Cutoff valves like the one that failed to stop the Gulf of Mexico oil disaster have repeatedly broken down at other wells in the years since federal regulators weakened testing requirements, according to an Associated Press investigation.
These steel monsters known as blowout preventers or BOPs — sometimes as big as a double-decker bus and weighing up to 640,000 pounds — guard the mouth of wells. They act as the last defense to choke off unintended releases, slamming a gushing pipe with up to 1 million pounds of force.
While the precise causes of the April 20 explosion and spill remain unknown, investigators are focusing on the blowout preventer on the Deepwater Horizon rig operated by BP PLC as one likely contributor.
To hear some industry officials talk, these devices are virtually foolproof.

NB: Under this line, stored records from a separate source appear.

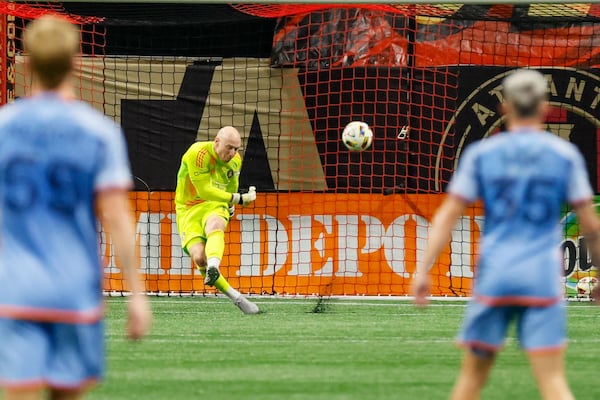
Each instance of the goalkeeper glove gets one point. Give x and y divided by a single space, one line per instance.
244 199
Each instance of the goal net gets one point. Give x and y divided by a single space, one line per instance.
327 221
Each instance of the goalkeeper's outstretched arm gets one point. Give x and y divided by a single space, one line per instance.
208 192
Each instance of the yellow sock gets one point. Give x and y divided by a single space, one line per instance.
222 284
214 248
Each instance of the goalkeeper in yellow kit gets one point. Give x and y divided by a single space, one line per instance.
205 199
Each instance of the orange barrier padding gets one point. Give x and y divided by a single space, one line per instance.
307 243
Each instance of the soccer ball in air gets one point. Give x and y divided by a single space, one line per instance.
585 285
357 136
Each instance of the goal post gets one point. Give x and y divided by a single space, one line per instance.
327 221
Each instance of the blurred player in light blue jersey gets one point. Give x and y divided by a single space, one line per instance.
523 176
61 164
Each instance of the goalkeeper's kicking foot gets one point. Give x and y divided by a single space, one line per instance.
212 274
246 305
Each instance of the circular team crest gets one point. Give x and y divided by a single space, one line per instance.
574 108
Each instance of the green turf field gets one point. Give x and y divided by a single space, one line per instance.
204 348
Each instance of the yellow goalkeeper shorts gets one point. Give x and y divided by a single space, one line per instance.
191 223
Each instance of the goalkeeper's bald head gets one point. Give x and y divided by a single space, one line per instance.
227 143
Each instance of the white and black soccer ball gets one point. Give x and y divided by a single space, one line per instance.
585 285
357 136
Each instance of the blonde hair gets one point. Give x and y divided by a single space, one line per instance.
51 42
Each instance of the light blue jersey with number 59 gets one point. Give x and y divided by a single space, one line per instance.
55 155
523 178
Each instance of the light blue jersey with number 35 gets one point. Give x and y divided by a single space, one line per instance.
523 178
55 155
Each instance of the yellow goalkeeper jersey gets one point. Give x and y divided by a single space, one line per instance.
203 177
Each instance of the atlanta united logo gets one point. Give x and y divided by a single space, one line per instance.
574 113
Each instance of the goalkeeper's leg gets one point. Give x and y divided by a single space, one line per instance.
208 258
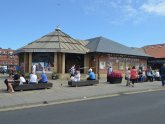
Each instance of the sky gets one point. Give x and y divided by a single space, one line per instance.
134 23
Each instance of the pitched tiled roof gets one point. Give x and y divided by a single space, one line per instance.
157 51
56 41
104 45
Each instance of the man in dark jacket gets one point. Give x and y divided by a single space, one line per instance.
162 74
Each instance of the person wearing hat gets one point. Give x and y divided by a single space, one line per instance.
91 75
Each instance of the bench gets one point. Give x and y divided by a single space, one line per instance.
82 83
33 86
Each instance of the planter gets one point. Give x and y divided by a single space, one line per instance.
54 77
114 80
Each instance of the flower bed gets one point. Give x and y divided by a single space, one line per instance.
114 77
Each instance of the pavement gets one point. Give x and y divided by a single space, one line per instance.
62 93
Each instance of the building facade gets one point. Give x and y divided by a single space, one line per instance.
57 52
7 57
157 52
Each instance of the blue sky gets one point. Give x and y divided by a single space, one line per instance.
134 23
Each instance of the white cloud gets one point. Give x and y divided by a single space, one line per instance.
156 7
121 11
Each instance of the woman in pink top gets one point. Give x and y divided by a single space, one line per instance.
134 75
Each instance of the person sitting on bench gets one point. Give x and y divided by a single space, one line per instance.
44 78
91 75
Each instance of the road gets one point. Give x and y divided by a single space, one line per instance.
142 108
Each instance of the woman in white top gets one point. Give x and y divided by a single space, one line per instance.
22 80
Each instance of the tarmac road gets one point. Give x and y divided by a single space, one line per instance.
142 108
61 93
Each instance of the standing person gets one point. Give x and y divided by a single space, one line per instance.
9 81
162 74
91 75
22 79
44 78
134 75
128 76
109 71
72 71
34 68
77 76
149 74
33 78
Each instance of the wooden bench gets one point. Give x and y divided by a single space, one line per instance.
82 83
33 86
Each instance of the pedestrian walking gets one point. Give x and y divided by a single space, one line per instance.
72 71
134 75
162 74
128 76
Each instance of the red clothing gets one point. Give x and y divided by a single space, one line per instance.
134 74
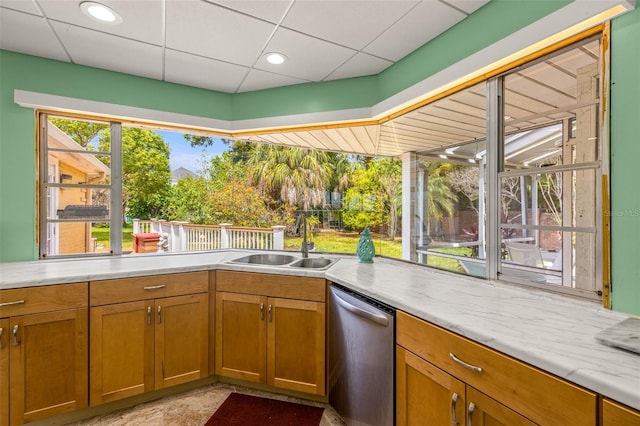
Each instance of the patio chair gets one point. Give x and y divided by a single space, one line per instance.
477 269
525 254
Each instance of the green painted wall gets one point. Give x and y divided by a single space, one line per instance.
625 161
495 20
492 22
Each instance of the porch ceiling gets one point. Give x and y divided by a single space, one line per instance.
535 96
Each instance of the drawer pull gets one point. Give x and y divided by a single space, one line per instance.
16 302
154 287
464 364
16 342
454 399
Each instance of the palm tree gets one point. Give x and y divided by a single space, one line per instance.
440 197
296 176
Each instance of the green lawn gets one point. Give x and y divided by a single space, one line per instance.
102 235
325 242
333 242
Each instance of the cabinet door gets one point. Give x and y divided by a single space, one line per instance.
485 411
241 336
4 372
48 364
614 414
425 394
121 350
181 339
296 345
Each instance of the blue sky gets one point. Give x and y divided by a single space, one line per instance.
183 155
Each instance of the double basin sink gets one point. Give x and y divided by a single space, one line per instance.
287 260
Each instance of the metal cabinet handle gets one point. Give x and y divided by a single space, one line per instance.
464 364
16 342
454 399
154 287
16 302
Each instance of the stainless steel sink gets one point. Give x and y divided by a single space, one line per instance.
313 263
273 259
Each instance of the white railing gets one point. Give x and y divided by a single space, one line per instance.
182 236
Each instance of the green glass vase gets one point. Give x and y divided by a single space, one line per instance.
365 249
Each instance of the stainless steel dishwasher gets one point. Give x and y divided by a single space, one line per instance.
361 358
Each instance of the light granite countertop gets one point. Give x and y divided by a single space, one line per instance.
553 332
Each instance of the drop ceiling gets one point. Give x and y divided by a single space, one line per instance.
220 45
537 98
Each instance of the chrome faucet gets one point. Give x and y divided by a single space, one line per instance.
304 249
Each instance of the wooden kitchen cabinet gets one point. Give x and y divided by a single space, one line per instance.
499 390
615 414
423 392
156 341
271 329
43 352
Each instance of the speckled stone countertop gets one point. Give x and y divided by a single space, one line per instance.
555 333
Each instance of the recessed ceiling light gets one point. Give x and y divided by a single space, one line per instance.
275 58
100 12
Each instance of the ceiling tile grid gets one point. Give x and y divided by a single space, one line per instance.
220 44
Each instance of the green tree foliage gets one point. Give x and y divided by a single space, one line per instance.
441 198
375 196
82 132
146 177
295 176
189 201
225 168
241 205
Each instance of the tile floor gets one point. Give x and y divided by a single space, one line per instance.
192 408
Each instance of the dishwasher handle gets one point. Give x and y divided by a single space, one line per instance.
371 316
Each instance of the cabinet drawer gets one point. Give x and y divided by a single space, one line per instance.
142 288
285 286
537 395
617 414
32 300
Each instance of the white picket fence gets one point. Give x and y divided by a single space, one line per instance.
182 236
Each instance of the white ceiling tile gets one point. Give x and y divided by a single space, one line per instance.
308 58
351 23
202 72
468 6
257 80
359 65
269 10
28 6
113 53
29 34
141 19
215 32
432 17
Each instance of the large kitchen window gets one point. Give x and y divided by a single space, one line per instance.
77 196
532 159
502 179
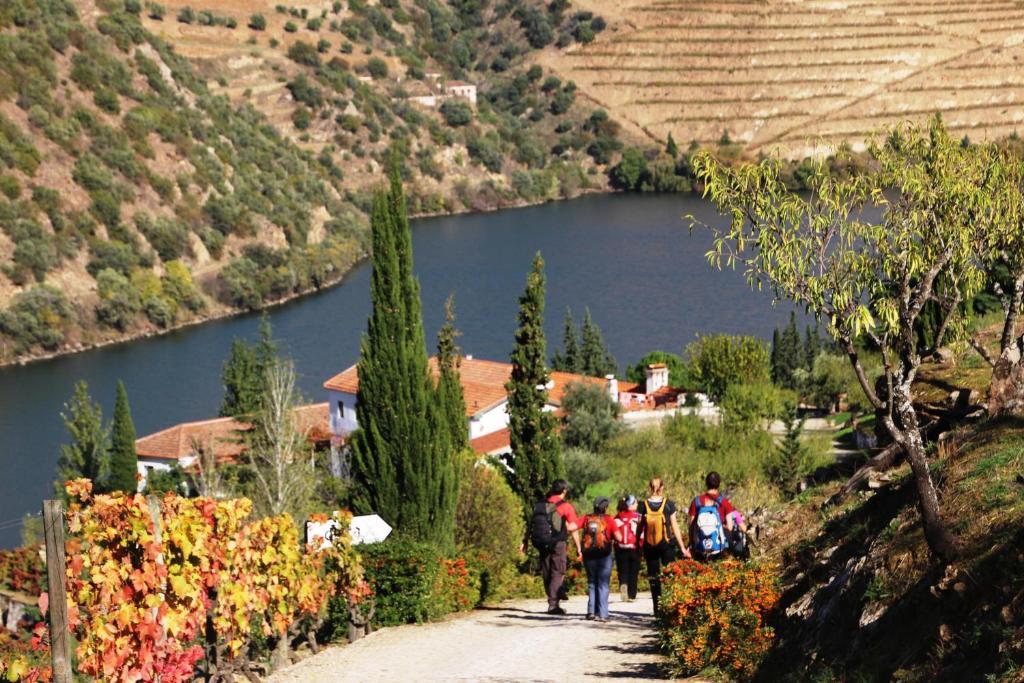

But a detailed AP review shows that reliability questions have long shadowed blowout preventers:
_ Accident reports from the U.S. Minerals Management Service, a branch of the Interior Department, show that the devices have failed or otherwise played a role in at least 14 accidents, mostly since 2005.
_ Government and industry reports have raised questions about the reliability of blowout preventers for more than a decade. A 2003 report by Transocean, the owner of the destroyed rig, said: "Floating drilling rig downtime due to poor BOP reliability is a common and very costly issue confronting all offshore drilling contractors."
_ Lawsuits have fingered these valves as a factor in previous blowouts.